Ängste (R.G. zitiert)

Ängste sind sehr empfindlich und eitel. Wenn man sie nicht beachtet, sind sie beleidigt und gehen.

Ob wir uns aus Freude und Lust intensiv mit etwas beschäftigen oder aus Angst und Unbehagen etwas mit allen Mitteln vermeiden möchten - unser Handeln hat in beiden Fällen etwas gemeinsam: Wir widmen diesen Dingen unsere Aufmerksamkeit und investieren unsere Energie in sie. Dadurch wachsen sie und gewinnen an Bedeutung. Das bedeutet: Die größte Macht und Freiheit, die wir der Angst geben können, ist, ihr blind zu folgen. Und das ist der wirksamste Weg, unsere Angst zu nähren und zu intensivieren.

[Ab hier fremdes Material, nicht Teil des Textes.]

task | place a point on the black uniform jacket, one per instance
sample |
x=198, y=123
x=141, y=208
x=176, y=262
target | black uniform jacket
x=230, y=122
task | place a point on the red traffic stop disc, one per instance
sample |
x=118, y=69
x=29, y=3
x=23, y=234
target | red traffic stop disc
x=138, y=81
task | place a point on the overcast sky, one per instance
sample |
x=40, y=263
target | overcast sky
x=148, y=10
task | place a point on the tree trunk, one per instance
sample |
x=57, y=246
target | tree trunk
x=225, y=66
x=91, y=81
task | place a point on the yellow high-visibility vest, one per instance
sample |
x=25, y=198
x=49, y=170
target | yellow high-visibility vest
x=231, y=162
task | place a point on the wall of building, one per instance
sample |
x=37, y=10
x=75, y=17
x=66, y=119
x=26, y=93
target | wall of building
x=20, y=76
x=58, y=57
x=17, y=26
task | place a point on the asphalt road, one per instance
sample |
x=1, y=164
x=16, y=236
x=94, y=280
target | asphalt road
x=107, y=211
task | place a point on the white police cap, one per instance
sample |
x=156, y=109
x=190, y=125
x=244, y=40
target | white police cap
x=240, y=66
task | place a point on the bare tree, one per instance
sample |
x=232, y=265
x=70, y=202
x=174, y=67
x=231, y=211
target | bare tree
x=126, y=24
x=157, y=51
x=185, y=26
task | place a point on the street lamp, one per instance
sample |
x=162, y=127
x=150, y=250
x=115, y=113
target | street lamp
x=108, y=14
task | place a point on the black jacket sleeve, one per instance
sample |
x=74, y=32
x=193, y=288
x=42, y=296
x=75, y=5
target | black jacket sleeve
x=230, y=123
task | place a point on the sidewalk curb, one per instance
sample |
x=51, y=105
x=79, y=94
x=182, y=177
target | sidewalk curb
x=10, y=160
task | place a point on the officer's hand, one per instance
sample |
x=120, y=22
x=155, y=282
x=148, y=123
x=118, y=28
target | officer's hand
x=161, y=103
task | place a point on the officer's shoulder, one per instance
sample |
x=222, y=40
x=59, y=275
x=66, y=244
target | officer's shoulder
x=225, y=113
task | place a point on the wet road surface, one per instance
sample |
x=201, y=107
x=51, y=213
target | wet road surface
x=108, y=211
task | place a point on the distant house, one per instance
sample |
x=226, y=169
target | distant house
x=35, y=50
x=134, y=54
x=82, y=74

Demzufolge ist der erste Schritt, um die Angst zu überwinden, genau zuzuhören, was sie sagt. In den meisten Fällen verführt sie uns, etwas Notwendiges zu vermeiden oder eine destruktive Abhängigkeit einzugehen oder fortzusetzen.


Je klarer du diese Zusammenhänge erkennst, umso wirkungsvoller wird dein Umgang mit der Angst. Denn du lernst, die Angst nicht zu beachten und ihr nicht zu folgen. Und diese Missachtung ist tödlich für die Angst.